The Großenhain–Cottbus railway is an electrified main railway in the German states of Saxony and Brandenburg. It is double track between Cottbus and Ruhland and elsewhere single-track. It runs from Großenhain via Ruhland and Senftenberg to Cottbus.

== History ==
The Großenhain–Cottbus line was built by the Cottbus-Großenhain Railway Company (Cottbus-Großenhainer Eisenbahn-Gesellschaft).

The Großenhain–Cottbus line was opened on 20 April 1870. With the subsequent opening of the Berlin–Dresden railway, Großenhain had two railway stations. The existing station on the line to Cottbus was renamed Großenhain Cottbuser Bahnhof and the new station was named Großenhain Berliner Bahnhof.

The end of the runway of the Großenhain military airfield used to be shortly east of Großenhain station towards Lampertswalde. Therefore, in the period between the electrification of the line in 1992 and the withdrawal of the Soviet/Russian armed forces in the autumn of 1993, a 660 metre long section was not electrified (route km 3.76 to 4.42). Electric locomotives coasted on this section of track with pantographs lowered. In addition, at the beginning of this section of the line from either direction progress was controlled from a signal, operated not by the railway dispatcher, but from the airfield.
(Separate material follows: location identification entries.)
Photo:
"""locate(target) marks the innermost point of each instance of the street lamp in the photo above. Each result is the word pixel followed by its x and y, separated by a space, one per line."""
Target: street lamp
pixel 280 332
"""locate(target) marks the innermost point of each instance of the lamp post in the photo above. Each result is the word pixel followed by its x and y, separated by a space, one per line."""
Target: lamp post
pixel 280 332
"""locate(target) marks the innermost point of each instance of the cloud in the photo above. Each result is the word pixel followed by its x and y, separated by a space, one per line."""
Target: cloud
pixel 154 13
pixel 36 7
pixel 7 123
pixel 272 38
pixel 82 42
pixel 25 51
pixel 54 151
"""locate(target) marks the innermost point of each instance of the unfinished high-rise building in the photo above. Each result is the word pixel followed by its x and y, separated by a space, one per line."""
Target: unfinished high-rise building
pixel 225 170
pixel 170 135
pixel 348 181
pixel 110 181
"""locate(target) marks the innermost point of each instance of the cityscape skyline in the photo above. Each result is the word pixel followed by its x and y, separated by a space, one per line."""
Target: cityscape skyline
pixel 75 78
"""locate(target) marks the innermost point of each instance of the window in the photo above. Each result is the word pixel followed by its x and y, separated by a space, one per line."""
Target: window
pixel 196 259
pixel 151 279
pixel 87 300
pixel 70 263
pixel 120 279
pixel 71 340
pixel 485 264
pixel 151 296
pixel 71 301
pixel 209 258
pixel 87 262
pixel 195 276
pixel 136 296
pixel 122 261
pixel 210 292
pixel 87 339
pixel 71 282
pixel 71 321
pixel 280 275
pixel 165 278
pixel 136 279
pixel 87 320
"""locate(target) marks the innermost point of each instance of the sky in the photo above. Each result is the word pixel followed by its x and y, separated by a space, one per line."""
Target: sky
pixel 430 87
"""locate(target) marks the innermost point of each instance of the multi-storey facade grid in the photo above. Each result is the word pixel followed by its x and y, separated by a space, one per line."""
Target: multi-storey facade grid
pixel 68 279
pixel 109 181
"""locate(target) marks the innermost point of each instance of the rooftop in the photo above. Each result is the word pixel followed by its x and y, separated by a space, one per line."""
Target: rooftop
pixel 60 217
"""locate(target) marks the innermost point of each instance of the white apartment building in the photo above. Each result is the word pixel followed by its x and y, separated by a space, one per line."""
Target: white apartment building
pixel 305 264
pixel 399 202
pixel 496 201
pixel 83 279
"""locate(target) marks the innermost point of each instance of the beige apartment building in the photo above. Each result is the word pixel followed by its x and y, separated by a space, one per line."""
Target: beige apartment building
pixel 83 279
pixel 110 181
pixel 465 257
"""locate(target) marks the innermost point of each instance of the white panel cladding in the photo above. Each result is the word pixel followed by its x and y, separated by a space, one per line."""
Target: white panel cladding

Thus, trains could be brought to a stop for the takeoff or landing of an aircraft without an earlier warning of a stop, leading to trains stopping in the catenary-free section and requiring them to be towed by a diesel locomotive based in the station.

Today the line is the main line between Dresden and Cottbus. The line is served by Regional-Express services on the Dresden–Cottbus, Dresden–Hoyerswerda and Cottbus–Falkenberg/Elster routes.